Mémoire
« D'Preise sinn do » : Aloyse Schartz, 93 ans, se souvient du 10 mai 1940 à Dudelange

Quatre-vingt-six ans jour pour jour après l'entrée de la Wehrmacht au Luxembourg, le Dudelangeois Aloyse Schartz, 93 ans, raconte le matin où son père est rentré plus tôt que d'habitude de son poste de nuit pour annoncer l'invasion allemande. Il avait six ans. Son père, Schmelzaarbechter (ouvrier de fonderie), a dit simplement : « D'Preise sinn do » (« Les Prussiens sont là »).
Faits marquants
- Date de l'invasion : vendredi 10 mai 1940.
- Témoin : Aloyse Schartz, 93 ans en 2026, six ans en 1940.

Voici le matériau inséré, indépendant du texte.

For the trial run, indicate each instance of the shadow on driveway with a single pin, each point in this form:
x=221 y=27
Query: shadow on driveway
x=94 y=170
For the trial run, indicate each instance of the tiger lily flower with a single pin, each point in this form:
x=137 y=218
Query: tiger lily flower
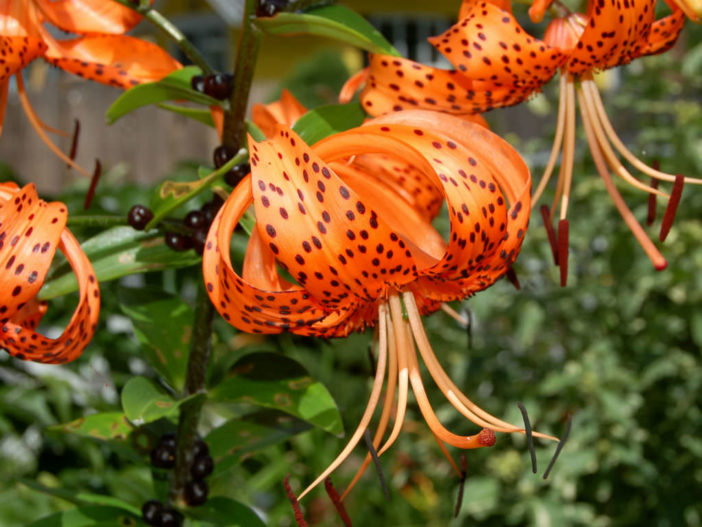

- Cadre familial : père ouvrier de fonderie de nuit ; rentré plus tôt pour avertir sa femme et son fils.
- Repères locaux dans son récit : la Cellula à Bettembourg (position de la Wehrmacht) ; l'environs du Dr Goerens (mitrailleuse française).

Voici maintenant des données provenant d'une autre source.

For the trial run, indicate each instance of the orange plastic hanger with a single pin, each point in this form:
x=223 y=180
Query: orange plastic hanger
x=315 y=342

- La majorité des résidents a fui ; beaucoup ne sont rentrés chez eux que des années plus tard.
Le matin
Schartz, 93 ans aujourd'hui, raconte à RTL Lëtzebuerg que son père est apparu dans l'appartement familial plus tôt qu'à son habitude : « Ils sont à Bettembourg, près de la Cellula. » Entre 14 et 15 heures, le message a changé : « Tout le monde rentre. Les Français arrivent. Ils sont déjà chez le Dr Goerens avec une mitrailleuse. » La plupart des voisins se sont réfugiés dans les caves ou ont quitté la ville. La famille Schartz est restée dans son appartement, à la fenêtre — une posture que Aloyse retient comme à la fois imprudente et ordinaire.
Ce que Dudelange a vécu
Dudelange en 1940 était une ville sidérurgique d'environ 14 000 habitants, ancrée par les Schmelz d'ARBED. L'avancée sud de la Wehrmacht a poussé dans la commune ce matin-là, et beaucoup de résidents ont rejoint la grande vague d'exode luxembourgeoise vers la France, qui a duré des semaines et qui est devenue le souvenir-pivot du mai 1940 du pays. Pour ceux qui sont revenus, l'occupation allemande a duré jusqu'en septembre 1944.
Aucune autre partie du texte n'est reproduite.